Designing for a volute does not begin with the volute, but rather with upstream elements. A particular area of focus is how the flow comes onboard the volute. The flow must be prepared for the type of volute being used and conditioned appropriately. If the flow entering the volute is not prepared then volute effectiveness is already handicapped and performance will be sub-optimal. How you condition the flow to ensure volute success is dependent on the machine for which the volute is being designed. In close-coupled impeller/volute designs the impeller is often designed with more back sweep to help reduce volute inlet velocities and thereby, reduce losses, improving overall stage performance. If a vaneless diffuser is used before a volute, the diffuser usually includes some pinch to help condition the flow.

 

The sizing of the volute scroll can also have a dramatic effect on the overall performance map of the pump or compressor. Volute scroll cross-sectional areas are defined on sections around the circumference of the volute, from 0 to 360 degrees, with the tongue or cutwater at 0 degrees. At the compressor or pump design point, a volute is often designed to have little to no static pressure recovery in the scroll portion, through careful control of the circumferential section areas. The sections are sized, using constant angular momentum, but can also be slightly increased in size around the circumference to account for boundary layer growth. If a volute is mismatched to a pump or compressor, the performance curve (pressure rise or efficiency as a function of flow) will be shifted to higher or lower flows. If the volute is undersized, the curve is shifted to lower flows. If oversized, the performance curve is shifted to higher flows. Sometimes this shift is done intentionally to fine-tune a machine to a desired flow range.

 

Scroll sections can have varying shapes with different impacts on performance, largely due to friction.
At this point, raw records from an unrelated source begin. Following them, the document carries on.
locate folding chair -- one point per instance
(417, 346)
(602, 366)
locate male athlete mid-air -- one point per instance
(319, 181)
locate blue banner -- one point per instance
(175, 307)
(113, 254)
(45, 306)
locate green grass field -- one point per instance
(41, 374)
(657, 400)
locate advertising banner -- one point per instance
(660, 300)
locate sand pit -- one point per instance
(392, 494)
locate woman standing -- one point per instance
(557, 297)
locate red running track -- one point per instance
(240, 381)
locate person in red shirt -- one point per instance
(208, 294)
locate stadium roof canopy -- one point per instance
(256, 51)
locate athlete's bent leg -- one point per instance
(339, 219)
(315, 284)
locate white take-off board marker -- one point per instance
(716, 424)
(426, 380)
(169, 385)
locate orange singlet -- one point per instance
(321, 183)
Even though a circular volute cross section provides the smallest wall area per unit volume, in the end, the shape is most often dictated by installation geometric constraints. Compressor designers typically use overhung volutes, while commercial pump designers tend to favor a symmetric volute.

 

Another critical aspect of volute design is the proper generation of the tongue or cutwater because the tongue shape can have a big impact on performance and range. There are many factors that need to be considered, depending on the application. These factors can include manufacturing method and tolerances, material stresses, fluid erosion, tongue angle, offset from the upstream impeller, diffuser vane clocking, etc.  

 

There are also performance and range issues to consider. A well-designed tongue with small relative thickness may provide the lowest losses but may reduce operation range. A large radius tongue will provide a wider operating range, but may also incur increased design point losses.

 

Also critical to tongue design is the throat (or minimum) area the tongue generates. This area is what sets the capacity of the volute and is where the exit diffuser begins. This can be a very difficult area to model in CAD with complex geometric shapes. Care must be taken that the resultant throat area is as intended or the volute will not perform as expected. It is also important that the tongue and throat geometry flow is such that the downstream volute exit diffuser will perform well.

 

The final part of the volute that needs to be sized appropriately is the diffuser, from the volute throat to the mating pipe flange. There can be a sizable area ratio for this section, and a lot of performance can be lost in stalling this conical diffuser by not providing enough length for good diffusion. Conical diffuser performance maps indicating expected pressure recovery for a given area ratio and length can be utilized for quick layout of this element.

 

At first, a volute appears to be rather simple and straightforward to layout, but designs should be checked by modeling if the volute design is outside tested experience from previous designs. Empirical modeling can be a quick and effective way to accomplish this. Computational Fluid Dynamics (CFD) can also be an effective tool in evaluating volute geometry and increasing confidence in the expected design performance.